Just four years ago, a study predicted that AI in education and learning would increase 47.5% through 2021; as it turned out, the prediction was conservative.
The current landscape
AI and ML are being used at every step of the student and educator journey to:
- Build statistical models of student knowledge, evaluating student achievement and instructor proficiency
- Streamline recruiting and reduce unconscious bias
- Create a digital “paper trail” for audit purposes
- Organize and optimize learning materials, and continually update them based on student and instructor feedback
- Create optical systems that can automatically grade students’ work with a cell phone picture
- Move toward AI-powered voice recognition systems that can help detect reading issues
- Make scheduling algorithms that can help determine optimal learning times for students and subjects
- Construct grading systems that quickly aggregate assessment data and decrease response time to student needs
- Create rule-based tutoring systems that “learn” from student errors and teacher corrections
That’s all in addition to broader-scale, district-wide assessment and application.
Are the machines taking over?
To many, that sounds like technology successfully educating and preparing kids; to others, it may sound like the machines are taking over.
This is particularly true when AI is used as an assessment tool, whether for employee performance or student achievement. AI is great at aggregating data, dispassionately capturing what it “sees,” and noting what’s right and wrong when the questions are black-and-whit–“What’s 17 times 27?” for instance.
Conversely, AI struggles with assessments involving nuance, empathy, context, art, and style. A Grammarly-type grammar tool, for example, may consider a student’s non-traditional language structure to be incorrect, when it’s actually serving an artistic purpose.
In fact, the tool may consider any non-traditional use to be “wrong,” whether the reasons are artistic, cultural, contextual … or whether the usage really is wrong.
AI also struggles with intent and sentiment.
Market researchers have long wrestled with this shortcoming of AI when it’s applied to the positivity or negativity of social-media posts or focus-group transcriptions.
More recently, AI-based tools have been applied to statements made by executives on earnings calls, who often use convoluted language to make negative financial statements sound positive because they know they’re being scored on their performance.
In a school setting, that could translate into teachers “performing for the machine,” putting concepts in algorithm-friendly terms that don’t connect with students.
On the grading side, AI may consider a statement like, “I love death metal!” to be negative because it contains the word “death,” when in reality, it’s not negative at all (depending on your attitudes toward death metal).
Flagging such a statement during the grading process could actually make teachers’ jobs harder, forcing them to sift out real negativity from false.
The real value of AI
Ultimately, the real value of AI lies far from semantic analysis, and the real dangers of AI are far from that as well.
AI’s value is in its potential to automate and aggregate data from the repetitive portions of grading and tutoring, while freeing up teachers and staff to interact with students on more significant levels.
AI can break education out of its “one size fits all” rut and can personalize learning to a degree that no teacher has the time or resources to replicate.
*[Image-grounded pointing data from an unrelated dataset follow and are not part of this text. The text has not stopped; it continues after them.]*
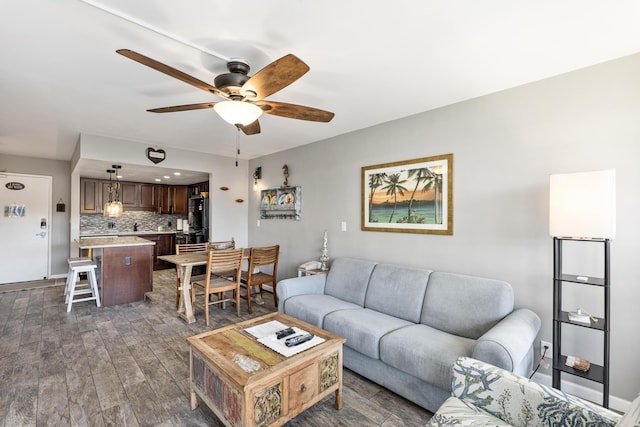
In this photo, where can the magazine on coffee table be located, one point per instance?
(266, 335)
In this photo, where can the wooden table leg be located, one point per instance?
(194, 400)
(185, 309)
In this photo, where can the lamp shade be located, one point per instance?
(238, 112)
(583, 205)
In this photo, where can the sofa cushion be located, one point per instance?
(313, 308)
(348, 279)
(424, 352)
(520, 401)
(463, 305)
(363, 328)
(397, 291)
(455, 412)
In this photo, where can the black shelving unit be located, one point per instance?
(597, 373)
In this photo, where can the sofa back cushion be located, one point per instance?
(397, 291)
(348, 279)
(466, 306)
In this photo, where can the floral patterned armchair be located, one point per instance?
(484, 395)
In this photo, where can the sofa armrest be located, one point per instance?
(508, 343)
(287, 288)
(521, 402)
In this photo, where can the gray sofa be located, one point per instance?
(405, 327)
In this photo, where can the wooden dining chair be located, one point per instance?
(261, 257)
(213, 283)
(184, 248)
(225, 244)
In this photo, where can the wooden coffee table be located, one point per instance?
(245, 383)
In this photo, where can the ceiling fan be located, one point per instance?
(243, 95)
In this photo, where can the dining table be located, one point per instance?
(185, 263)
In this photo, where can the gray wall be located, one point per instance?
(505, 146)
(60, 171)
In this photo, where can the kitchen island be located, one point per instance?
(125, 267)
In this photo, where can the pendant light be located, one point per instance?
(113, 207)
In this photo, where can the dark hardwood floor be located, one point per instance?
(128, 366)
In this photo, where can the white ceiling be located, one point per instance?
(371, 61)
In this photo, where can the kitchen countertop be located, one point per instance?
(128, 233)
(110, 242)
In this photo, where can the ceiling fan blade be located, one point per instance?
(183, 107)
(293, 111)
(251, 128)
(170, 71)
(275, 76)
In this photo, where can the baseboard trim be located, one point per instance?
(615, 403)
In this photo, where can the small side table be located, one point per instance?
(303, 272)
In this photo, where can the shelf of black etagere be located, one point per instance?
(600, 325)
(596, 373)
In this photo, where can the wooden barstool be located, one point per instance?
(75, 287)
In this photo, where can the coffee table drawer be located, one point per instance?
(303, 386)
(247, 384)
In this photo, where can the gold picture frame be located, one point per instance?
(411, 196)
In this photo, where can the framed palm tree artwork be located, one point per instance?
(411, 196)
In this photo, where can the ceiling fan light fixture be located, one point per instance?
(238, 112)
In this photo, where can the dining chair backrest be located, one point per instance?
(254, 276)
(183, 248)
(226, 244)
(264, 256)
(223, 261)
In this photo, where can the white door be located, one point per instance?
(25, 221)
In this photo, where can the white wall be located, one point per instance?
(228, 218)
(59, 171)
(505, 146)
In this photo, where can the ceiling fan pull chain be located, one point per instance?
(237, 144)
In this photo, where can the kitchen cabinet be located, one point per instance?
(128, 193)
(147, 199)
(172, 199)
(201, 187)
(90, 196)
(136, 196)
(180, 199)
(165, 244)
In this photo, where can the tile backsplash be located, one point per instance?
(147, 221)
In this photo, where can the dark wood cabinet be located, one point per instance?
(201, 187)
(164, 245)
(163, 199)
(90, 196)
(172, 199)
(180, 199)
(129, 194)
(137, 196)
(147, 199)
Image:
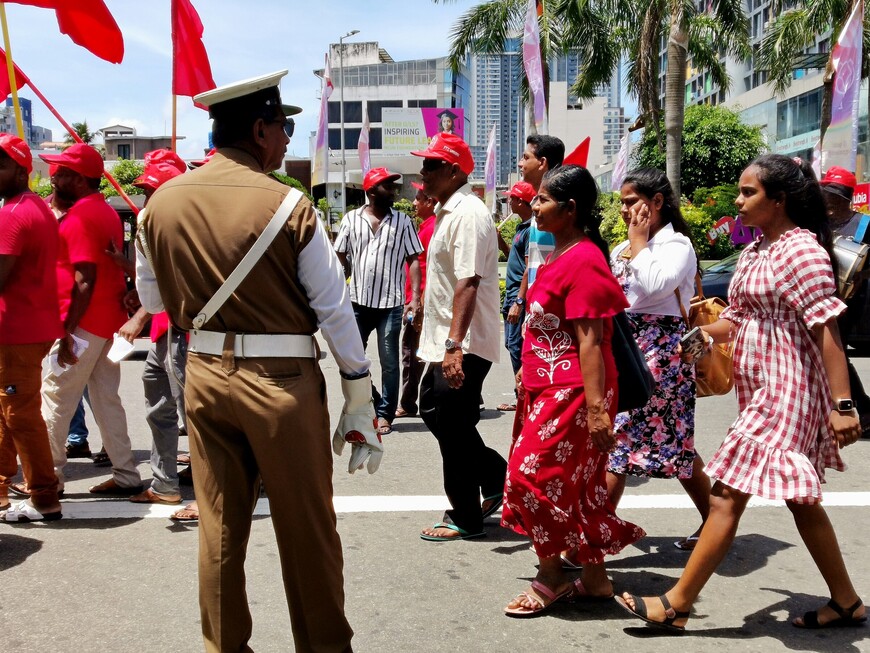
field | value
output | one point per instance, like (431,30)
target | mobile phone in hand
(694,345)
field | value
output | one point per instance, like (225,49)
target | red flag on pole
(191,71)
(20,78)
(89,23)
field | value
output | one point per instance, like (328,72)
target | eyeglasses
(288,124)
(431,165)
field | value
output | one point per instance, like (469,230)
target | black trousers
(471,469)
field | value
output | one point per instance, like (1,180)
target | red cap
(204,160)
(377,176)
(80,158)
(165,156)
(17,150)
(450,148)
(841,176)
(156,174)
(522,190)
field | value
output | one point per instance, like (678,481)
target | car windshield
(727,264)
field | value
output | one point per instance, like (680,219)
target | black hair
(576,183)
(650,182)
(547,147)
(794,182)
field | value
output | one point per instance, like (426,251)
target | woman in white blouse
(658,258)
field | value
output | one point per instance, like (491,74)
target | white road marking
(121,509)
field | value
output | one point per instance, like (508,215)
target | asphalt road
(112,576)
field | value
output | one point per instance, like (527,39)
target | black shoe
(81,450)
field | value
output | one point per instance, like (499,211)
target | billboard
(404,130)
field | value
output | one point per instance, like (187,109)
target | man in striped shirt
(373,244)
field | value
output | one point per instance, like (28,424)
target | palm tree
(603,31)
(794,30)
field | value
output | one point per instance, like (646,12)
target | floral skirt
(658,440)
(556,490)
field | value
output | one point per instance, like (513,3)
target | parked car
(717,278)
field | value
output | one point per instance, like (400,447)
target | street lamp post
(341,115)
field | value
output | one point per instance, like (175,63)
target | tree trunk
(675,96)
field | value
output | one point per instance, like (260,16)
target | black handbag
(636,382)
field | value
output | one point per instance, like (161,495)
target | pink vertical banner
(489,172)
(365,157)
(320,173)
(533,65)
(840,146)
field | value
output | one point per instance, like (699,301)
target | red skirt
(556,488)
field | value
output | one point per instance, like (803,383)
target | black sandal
(847,618)
(671,615)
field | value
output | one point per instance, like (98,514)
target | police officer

AI can even breathe new life into the staid old textbook.
The real dangers of AI
The dangers with AI lie in application design and algorithmic bias.
Here’s an example of poor application design: Auto insurers often use AI-based tools that plug into a car’s onboard computer to determine whether the car’s driver is a safe driver and a low risk.
Unfortunately, the tools don’t measure safe driving but smooth driving. A driver who runs red lights in the interest of not stopping is deemed to be safer than someone who has to navigate aggressive stop-and-go traffic while being surrounded by unsafe drivers.
AI tools need to actually measure what they’re supposed to be measuring. Teacher success does not always equate with teacher efficiency. Because of that, it’s best to combine AI evaluation tools with human supervision, at least until the measuring sticks are calibrated.
As for algorithmic bias, this cuts two ways. The most pernicious examples are when algorithms or aggregated data exacerbate divisions and discrimination. A perfect example is Facebook’s formula for serving up ads based on race, which actually kept some people of color from seeing homes for sale in their area, even if they were home-shopping.
As an article in The Atlantic put it, “algorithms can privilege or discriminate without their creators designing them to do so, or even being aware of it.” Applied indiscriminately in schools, bad algorithms could be disastrous.
However, Big Data learnings can also help point out instances of bias, such as in a recent study that found books that won general children’s book awards, like the Newberry Award, generally showed lighter-skinned people of color than books which won identity-based awards.
For educators and administrators, AI needs to be seen as a powerful tool but still a tool—not a substitute for a human teacher or administrator. Humans still need to be in charge of the education of younger humans; AI needs to be the helpmate.